OdinSchool OdinSchool

Median

line-below

 

Data is what it is. You can't decide if it contains outliers or not. You have to work with it no matter what.

Given this, what are your alternatives to Mean?

First up, we have the median.

It's a lot easier to compute. You start with ordering the data in an ascending or a descending manner. Yes, either way works.

Once you have ordered the data, you just have to pick the middle value.

In case you have 9 data points that are ordered, you pick the 5th value as the median. The fifth value splits the data in half with four values on either side.

What if you have an even number of values, say 10. Simple, you pick the two values that are in the middle, the 5th and 6th, add them and divide the sum by 2.

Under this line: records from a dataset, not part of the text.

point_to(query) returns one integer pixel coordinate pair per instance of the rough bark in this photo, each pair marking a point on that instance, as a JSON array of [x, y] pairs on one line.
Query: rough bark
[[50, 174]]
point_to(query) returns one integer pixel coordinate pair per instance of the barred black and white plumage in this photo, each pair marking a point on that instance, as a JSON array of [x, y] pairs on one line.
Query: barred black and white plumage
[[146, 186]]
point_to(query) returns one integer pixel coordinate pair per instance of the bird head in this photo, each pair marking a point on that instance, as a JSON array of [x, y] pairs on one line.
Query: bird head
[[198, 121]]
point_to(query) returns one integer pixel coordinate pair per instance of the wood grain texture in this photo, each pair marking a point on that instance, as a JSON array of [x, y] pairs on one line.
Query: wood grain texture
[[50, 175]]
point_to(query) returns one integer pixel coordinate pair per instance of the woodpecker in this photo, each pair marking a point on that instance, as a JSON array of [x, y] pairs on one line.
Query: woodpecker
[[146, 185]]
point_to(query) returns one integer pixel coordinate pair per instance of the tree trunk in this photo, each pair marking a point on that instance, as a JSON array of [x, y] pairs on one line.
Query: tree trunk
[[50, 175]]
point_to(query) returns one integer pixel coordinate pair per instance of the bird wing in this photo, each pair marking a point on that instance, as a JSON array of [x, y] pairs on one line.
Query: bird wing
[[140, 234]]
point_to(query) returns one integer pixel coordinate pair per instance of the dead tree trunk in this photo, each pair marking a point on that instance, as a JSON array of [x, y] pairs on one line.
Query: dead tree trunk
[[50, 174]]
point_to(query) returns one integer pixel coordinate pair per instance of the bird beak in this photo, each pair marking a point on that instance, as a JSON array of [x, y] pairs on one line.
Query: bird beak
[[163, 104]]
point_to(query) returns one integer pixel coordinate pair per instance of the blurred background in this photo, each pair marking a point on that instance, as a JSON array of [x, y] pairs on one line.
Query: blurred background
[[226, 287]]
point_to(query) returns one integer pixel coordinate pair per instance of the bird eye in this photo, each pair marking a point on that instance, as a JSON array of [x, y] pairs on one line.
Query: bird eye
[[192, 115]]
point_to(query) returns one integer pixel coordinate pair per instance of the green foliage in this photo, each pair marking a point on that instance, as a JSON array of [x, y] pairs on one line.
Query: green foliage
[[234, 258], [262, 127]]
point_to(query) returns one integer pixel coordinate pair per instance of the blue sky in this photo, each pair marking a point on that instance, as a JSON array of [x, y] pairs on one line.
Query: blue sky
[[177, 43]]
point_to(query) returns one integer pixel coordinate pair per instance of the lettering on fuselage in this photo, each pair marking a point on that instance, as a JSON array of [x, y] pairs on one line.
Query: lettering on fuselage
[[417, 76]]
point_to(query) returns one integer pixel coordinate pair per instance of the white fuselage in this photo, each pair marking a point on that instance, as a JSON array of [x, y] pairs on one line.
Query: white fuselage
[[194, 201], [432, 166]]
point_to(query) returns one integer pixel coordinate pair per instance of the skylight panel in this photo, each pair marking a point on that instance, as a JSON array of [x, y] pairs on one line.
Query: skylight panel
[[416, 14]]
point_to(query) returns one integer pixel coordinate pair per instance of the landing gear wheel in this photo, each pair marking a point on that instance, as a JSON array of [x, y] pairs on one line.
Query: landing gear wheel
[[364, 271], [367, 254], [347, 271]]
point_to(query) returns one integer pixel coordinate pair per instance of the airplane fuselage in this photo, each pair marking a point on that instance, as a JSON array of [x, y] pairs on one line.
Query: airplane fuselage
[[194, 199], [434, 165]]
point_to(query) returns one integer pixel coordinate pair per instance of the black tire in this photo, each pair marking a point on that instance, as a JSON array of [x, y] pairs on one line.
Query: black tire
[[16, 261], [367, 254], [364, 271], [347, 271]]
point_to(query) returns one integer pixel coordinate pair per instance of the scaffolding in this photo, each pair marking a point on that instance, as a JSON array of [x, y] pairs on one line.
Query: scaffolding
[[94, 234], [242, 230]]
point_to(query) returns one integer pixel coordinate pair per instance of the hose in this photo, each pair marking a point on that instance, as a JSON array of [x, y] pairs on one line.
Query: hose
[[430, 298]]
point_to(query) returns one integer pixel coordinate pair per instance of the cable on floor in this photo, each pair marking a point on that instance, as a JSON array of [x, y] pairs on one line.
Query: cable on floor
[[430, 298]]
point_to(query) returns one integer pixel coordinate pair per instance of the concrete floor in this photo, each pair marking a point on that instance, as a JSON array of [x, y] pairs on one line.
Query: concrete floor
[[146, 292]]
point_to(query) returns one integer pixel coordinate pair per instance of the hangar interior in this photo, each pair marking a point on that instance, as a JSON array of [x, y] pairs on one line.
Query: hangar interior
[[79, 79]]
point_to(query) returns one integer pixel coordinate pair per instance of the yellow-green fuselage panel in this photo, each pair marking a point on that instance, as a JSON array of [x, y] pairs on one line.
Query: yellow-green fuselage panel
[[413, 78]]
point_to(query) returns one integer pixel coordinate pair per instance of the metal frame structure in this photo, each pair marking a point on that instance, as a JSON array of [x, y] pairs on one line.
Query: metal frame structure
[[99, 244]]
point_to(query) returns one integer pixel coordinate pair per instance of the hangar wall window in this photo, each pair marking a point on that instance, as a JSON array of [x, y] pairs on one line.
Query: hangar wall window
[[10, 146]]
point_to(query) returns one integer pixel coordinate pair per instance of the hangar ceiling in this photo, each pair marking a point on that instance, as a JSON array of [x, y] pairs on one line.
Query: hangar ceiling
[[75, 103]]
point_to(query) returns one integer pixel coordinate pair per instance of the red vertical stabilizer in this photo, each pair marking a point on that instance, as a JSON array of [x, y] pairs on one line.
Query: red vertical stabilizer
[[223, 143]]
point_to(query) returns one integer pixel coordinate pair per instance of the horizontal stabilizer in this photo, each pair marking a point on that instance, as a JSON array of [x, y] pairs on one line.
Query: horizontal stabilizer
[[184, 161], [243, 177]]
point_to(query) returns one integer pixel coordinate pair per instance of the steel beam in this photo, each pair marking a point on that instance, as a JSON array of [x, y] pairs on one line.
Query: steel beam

Let's work with a couple of examples.

Back to our tennis players data.

Here it is for your convenience.

Novak Djokovic - 77

Daniil Medvedev - 83

Rafael Nadal - 85

Dominic Thiem - 82

Stefanos Tsitsipas - 85

Alexander Zverev - 86

Andrey Rublev - 85

Roger Federer - 85

Diego Sebastian Schwartzman - 65

Matteo Berrettini - 95

We have 10 values here and they are not ordered. Let's start by ordering them.

65 | 77 | 82 | 83 | 85 | 85 | 85 | 85 | 86 | 95

Given that we have an even number of values (10), we pick two values from the middle of the data. How do we know which are these two?

We first divide the count (10) by 2. That gives us 5 (call this n).

The values at n and n+1 positions are our two middle values - in this case, they are the 5th and 6th values.

Looking up our ordered data above, we find these to be 85 and 85. The median works out to be (85 + 85) / 2 = 85.

What if we bring Yamamotoyama in again?

The data set looks like this:

65 | 77 | 82 | 83 | 85 | 85 | 85 | 85 | 86 | 95 | 272

That's 11 values we have in the data set. To get the mean in case of an odd number (11) of values, we take the number of values n (11 in this case), add 1 to it and divide the total by 2.

Median (for a data set with an odd number of values) = value at position (n + 1) / 2 ... here n is the number of values in the data set.

In our example we have 11 values so we get our median at position 6 (you get this with (11+1)/2). The value at 6th position is 85.

Shocking, is it not?

Clearly Median has stood the test of Yamamotoyama!

But does it make it the default choice? Not really.

Imagine you are trying to make a statement about the average income of a country. It may not be realistic to get the entire data and sort it to calculate the median. In such a case, mean does a better job?